Baku-APA. U.S. forces airdropped small arms ammunition and other supplies to Syrian Arab rebels, barely two weeks after Russia raised the stakes in the long-running civil war by intervening on the side of President Bashar al-Assad, APA reports quoting Reuters.
One military official said the drop, by Air Force C-17 cargo planes in northern Syrian on Sunday, was part of a revamped U.S. strategy announced last week to help rebels in Syria battling Islamic State militants.
Last week, Washington shelved a program to train and equip "moderate" rebels opposed to Assad who would join the fight against Islamic State.
The only group on the ground to have success against Islamic State while cooperating with the U.S.-led coalition is a Kurdish militia, the YPG, which has carved out an autonomous zone in northern Syria and advanced deep into Islamic State's stronghold Raqqa province.
On Monday, the YPG announced a new alliance with small groups of Arab fighters, which could help deflect criticism that it fights only on behalf of Kurds.
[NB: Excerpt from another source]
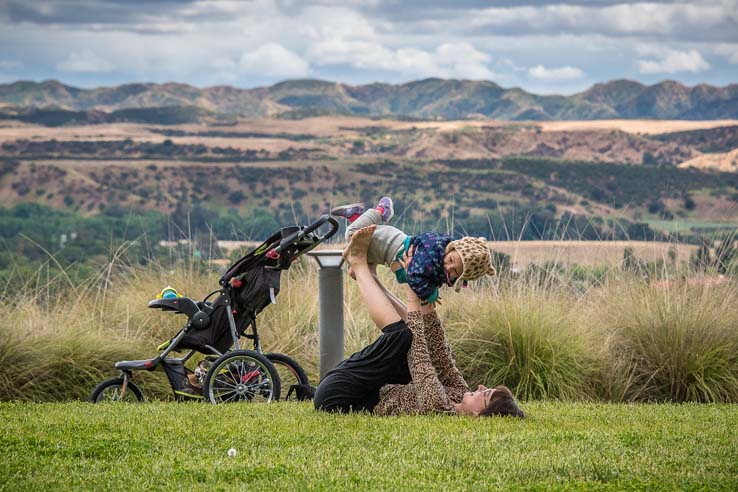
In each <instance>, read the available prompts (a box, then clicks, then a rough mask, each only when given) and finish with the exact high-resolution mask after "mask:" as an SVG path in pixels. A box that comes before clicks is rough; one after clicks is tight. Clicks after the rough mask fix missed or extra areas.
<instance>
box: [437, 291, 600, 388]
mask: <svg viewBox="0 0 738 492" xmlns="http://www.w3.org/2000/svg"><path fill="white" fill-rule="evenodd" d="M577 302H578V300H577V299H576V298H573V297H570V296H565V295H557V294H555V293H552V292H549V291H547V290H545V289H541V288H538V287H536V286H533V285H524V286H522V287H512V288H510V289H505V290H502V291H500V292H498V293H496V294H494V295H490V292H478V293H474V294H471V295H465V296H464V299H462V298H461V297H460V296H457V297H456V298H455V299H453V301H452V302H449V309H448V310H447V311H446V313H445V315H446V318H445V319H446V320H447V321H446V325H447V326H448V327H449V328H448V332H449V335H450V337H451V338H452V345H453V346H454V349H455V354H456V359H457V362H458V364H459V368H460V370H461V372H462V374H464V376H465V378H466V379H467V381H468V382H469V383H470V384H472V385H475V384H477V383H482V384H485V385H487V386H494V385H497V384H504V385H506V386H508V387H509V388H510V389H511V390H512V391H513V393H514V394H515V395H516V396H517V397H518V398H521V399H526V400H530V399H563V400H582V399H590V398H591V396H592V395H593V393H594V391H593V388H592V382H593V380H594V377H595V374H596V373H597V371H598V364H597V359H596V357H595V350H594V349H593V348H592V347H591V346H590V342H589V340H588V334H587V333H586V332H585V331H583V330H582V329H581V321H580V319H579V316H578V308H577V306H576V304H577Z"/></svg>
Washington has indicated it could direct funding and weapons to Arab commanders on the ground who cooperate with the YPG.
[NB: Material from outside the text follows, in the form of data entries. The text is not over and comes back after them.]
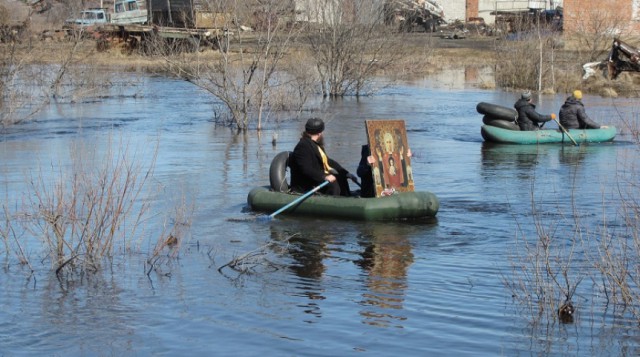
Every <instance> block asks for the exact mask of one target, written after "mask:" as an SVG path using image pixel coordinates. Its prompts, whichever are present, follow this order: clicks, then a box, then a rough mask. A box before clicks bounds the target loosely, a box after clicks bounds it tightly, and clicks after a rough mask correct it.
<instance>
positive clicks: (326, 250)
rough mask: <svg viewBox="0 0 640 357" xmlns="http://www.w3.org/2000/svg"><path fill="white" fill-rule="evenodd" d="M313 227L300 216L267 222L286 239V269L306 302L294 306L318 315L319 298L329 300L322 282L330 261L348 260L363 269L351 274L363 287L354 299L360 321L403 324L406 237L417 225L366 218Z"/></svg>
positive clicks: (282, 240)
mask: <svg viewBox="0 0 640 357" xmlns="http://www.w3.org/2000/svg"><path fill="white" fill-rule="evenodd" d="M345 224H346V223H345ZM313 225H315V223H313V222H309V221H306V220H304V219H300V220H297V221H296V222H293V220H292V221H288V222H287V223H286V224H278V225H276V224H274V225H272V226H271V238H272V240H274V241H279V242H286V243H287V244H286V247H287V248H286V254H287V255H288V257H290V258H291V262H290V264H289V265H288V266H287V269H288V270H289V271H291V272H292V273H293V274H295V276H297V277H298V278H300V279H299V280H298V283H297V293H296V295H299V296H304V297H306V298H308V300H309V301H308V302H306V303H304V304H301V305H298V306H299V307H301V308H302V309H303V310H304V312H305V313H308V314H312V315H314V316H315V317H321V316H322V311H321V305H320V301H321V300H325V299H327V298H328V296H326V291H327V288H326V284H327V277H328V276H331V275H332V274H330V273H329V272H328V271H329V270H330V269H331V268H330V267H331V266H332V261H333V260H336V259H338V260H340V261H345V260H348V261H351V262H352V263H353V264H354V266H356V267H358V268H359V269H361V272H362V273H361V274H356V277H357V279H359V280H361V284H362V287H363V289H362V292H361V297H362V298H361V300H360V301H358V305H360V306H361V307H362V308H361V310H360V311H359V314H360V316H362V318H363V323H365V324H368V325H372V326H378V327H403V326H402V324H401V321H405V320H406V319H407V318H408V317H407V315H406V314H405V313H404V301H405V295H406V291H407V289H408V270H409V267H410V266H411V264H413V262H414V253H413V251H412V245H411V242H410V240H409V235H410V234H411V232H415V231H416V227H415V226H414V225H412V224H408V223H405V222H403V223H393V222H386V223H381V222H376V223H373V222H370V223H366V224H365V223H357V224H351V223H349V224H348V226H349V227H342V228H338V229H337V230H331V229H328V230H327V229H325V230H322V231H318V230H317V228H316V229H312V226H313ZM353 228H356V230H355V231H352V230H353ZM345 230H346V231H345ZM309 322H311V321H309Z"/></svg>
Syrian Arab rebels said they had been told by Washington that new weapons were on their way to help them launch a joint offensive with their Kurdish allies on the city of Raqqa, the de facto Islamic State capital.
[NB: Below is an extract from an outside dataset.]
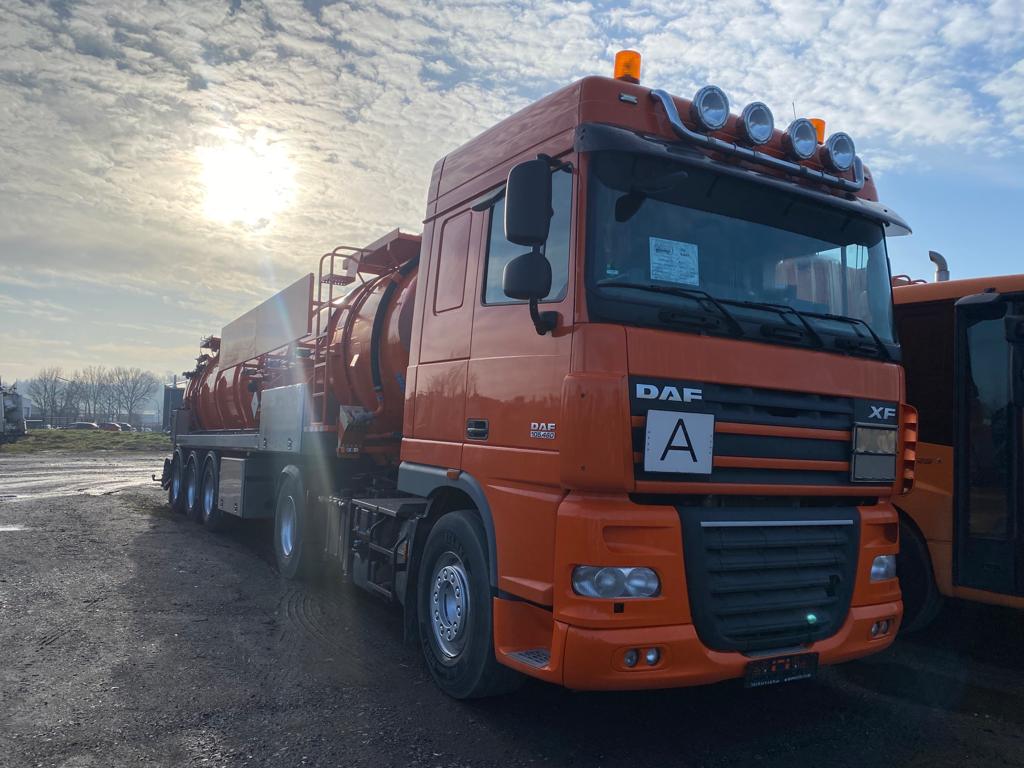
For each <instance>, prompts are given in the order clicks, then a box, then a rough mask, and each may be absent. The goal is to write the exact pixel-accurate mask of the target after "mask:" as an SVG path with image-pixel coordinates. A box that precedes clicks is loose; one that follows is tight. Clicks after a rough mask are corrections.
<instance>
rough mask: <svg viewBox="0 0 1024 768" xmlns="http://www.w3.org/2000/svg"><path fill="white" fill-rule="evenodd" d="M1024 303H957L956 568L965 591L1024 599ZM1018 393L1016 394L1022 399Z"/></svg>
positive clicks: (956, 390) (1013, 301)
mask: <svg viewBox="0 0 1024 768" xmlns="http://www.w3.org/2000/svg"><path fill="white" fill-rule="evenodd" d="M1022 304H1024V302H1022V301H1020V300H1015V299H1014V298H1013V297H1009V298H1008V297H1004V296H999V295H998V294H994V293H989V294H978V295H976V296H968V297H965V298H963V299H961V300H959V301H958V302H957V303H956V402H957V404H958V413H957V415H956V444H955V454H954V457H955V459H954V465H955V479H954V498H955V528H954V537H955V541H954V549H955V567H954V573H953V579H954V581H955V583H956V584H957V585H959V586H963V587H973V588H975V589H981V590H986V591H988V592H998V593H1002V594H1007V595H1022V594H1024V516H1022V512H1021V502H1022V484H1021V482H1022V479H1021V476H1022V472H1021V456H1022V454H1021V439H1022V426H1024V423H1022V416H1021V415H1022V408H1021V406H1022V402H1021V389H1022V388H1024V387H1022V386H1021V383H1020V382H1017V383H1015V379H1019V378H1020V377H1021V373H1022V372H1021V357H1022V355H1021V352H1022V351H1024V350H1021V349H1020V344H1019V343H1012V342H1011V341H1010V340H1009V339H1008V334H1009V332H1008V327H1009V326H1008V323H1007V317H1008V315H1010V316H1011V317H1012V316H1015V315H1019V314H1020V313H1021V310H1022ZM1015 389H1016V390H1017V391H1016V396H1015Z"/></svg>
The U.S. military confirmed dropping supplies to opposition fighters vetted by the United States but would say no more about the groups that received the supplies or the type of equipment in the airdrop.
The Russian intervention in the four-year-old Syrian war has wrongfooted U.S. President Barack Obama's administration, which has been trying to defeat Islamic State while still calling for Assad's downfall.